Hallo Ihr Leutchens,

Morgen ist es wieder soweit, es ist wieder ein Gentoo-Treffen angesetzt. Hier der Ausschnitt aus unserer Mailingliste:

 *Quote:*   

> 
> 
> Hallo Liste!
> 
> Am Donnderstag, 9.10.2003 findet wieder der Gentoo Linux Stammtisch im
> ...

 

Wir freuen uns über jeden, der uns besucht, da wir ein paar mehr User immer noch brauchen könnten.

Wenn Ladies kommen, die gentoo-Benutzerdasein nachweisen können, werden diese, bis zu einem gewissen Grad natürlich, Getränketechnisch von uns Kerls eingeladen.

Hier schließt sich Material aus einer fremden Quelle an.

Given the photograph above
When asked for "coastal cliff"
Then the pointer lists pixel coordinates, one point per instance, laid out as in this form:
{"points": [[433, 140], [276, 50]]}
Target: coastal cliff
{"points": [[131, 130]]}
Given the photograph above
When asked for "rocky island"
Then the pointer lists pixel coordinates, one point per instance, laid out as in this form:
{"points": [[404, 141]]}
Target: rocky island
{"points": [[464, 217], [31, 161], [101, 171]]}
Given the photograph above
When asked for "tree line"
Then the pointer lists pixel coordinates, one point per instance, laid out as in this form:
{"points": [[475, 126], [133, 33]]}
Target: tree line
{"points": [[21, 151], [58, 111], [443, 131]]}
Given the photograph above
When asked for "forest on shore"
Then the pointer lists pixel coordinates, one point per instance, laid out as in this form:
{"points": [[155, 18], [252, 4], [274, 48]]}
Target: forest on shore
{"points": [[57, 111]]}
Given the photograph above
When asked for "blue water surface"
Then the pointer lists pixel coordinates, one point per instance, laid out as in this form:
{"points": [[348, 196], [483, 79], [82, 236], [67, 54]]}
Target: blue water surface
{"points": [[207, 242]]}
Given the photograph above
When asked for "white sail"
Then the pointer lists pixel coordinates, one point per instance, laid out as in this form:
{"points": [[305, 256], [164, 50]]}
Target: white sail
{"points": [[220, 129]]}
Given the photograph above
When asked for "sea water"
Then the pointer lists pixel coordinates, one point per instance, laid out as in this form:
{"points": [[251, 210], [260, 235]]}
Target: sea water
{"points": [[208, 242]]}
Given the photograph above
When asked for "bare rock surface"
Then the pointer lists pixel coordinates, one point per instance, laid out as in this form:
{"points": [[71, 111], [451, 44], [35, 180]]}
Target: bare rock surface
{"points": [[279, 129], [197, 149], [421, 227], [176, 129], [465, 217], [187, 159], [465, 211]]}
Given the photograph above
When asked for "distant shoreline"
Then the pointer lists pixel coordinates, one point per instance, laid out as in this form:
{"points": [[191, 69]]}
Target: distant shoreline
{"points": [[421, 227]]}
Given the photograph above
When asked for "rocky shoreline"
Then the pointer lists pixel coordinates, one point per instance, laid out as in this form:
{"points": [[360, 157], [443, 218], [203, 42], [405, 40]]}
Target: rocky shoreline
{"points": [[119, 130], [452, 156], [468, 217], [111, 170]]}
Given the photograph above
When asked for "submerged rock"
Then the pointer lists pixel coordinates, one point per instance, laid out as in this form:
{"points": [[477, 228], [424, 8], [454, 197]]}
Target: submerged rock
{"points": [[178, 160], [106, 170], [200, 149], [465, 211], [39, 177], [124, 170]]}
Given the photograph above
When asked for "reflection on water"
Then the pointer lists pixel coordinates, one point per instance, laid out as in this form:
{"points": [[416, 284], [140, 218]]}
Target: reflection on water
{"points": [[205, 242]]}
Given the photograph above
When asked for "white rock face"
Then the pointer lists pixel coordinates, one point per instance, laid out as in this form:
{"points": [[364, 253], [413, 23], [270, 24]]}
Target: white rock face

Wer Bilder vom letzten Mal sehen möchte, kann diese hier bewundern!

Bis dann!

_Salsero_

----------

## dertobi123

Hab auch euer Treffen mal auf gentoo.de gesetzt, langsam wird es unübersichtlich  :Very Happy: 

BTW: Was habt ihr mit den Mädels vor? Und für was brauchen die ein 'Gentoo-Benutzerdasein'?  :Wink: 

Tobias

----------

## ian!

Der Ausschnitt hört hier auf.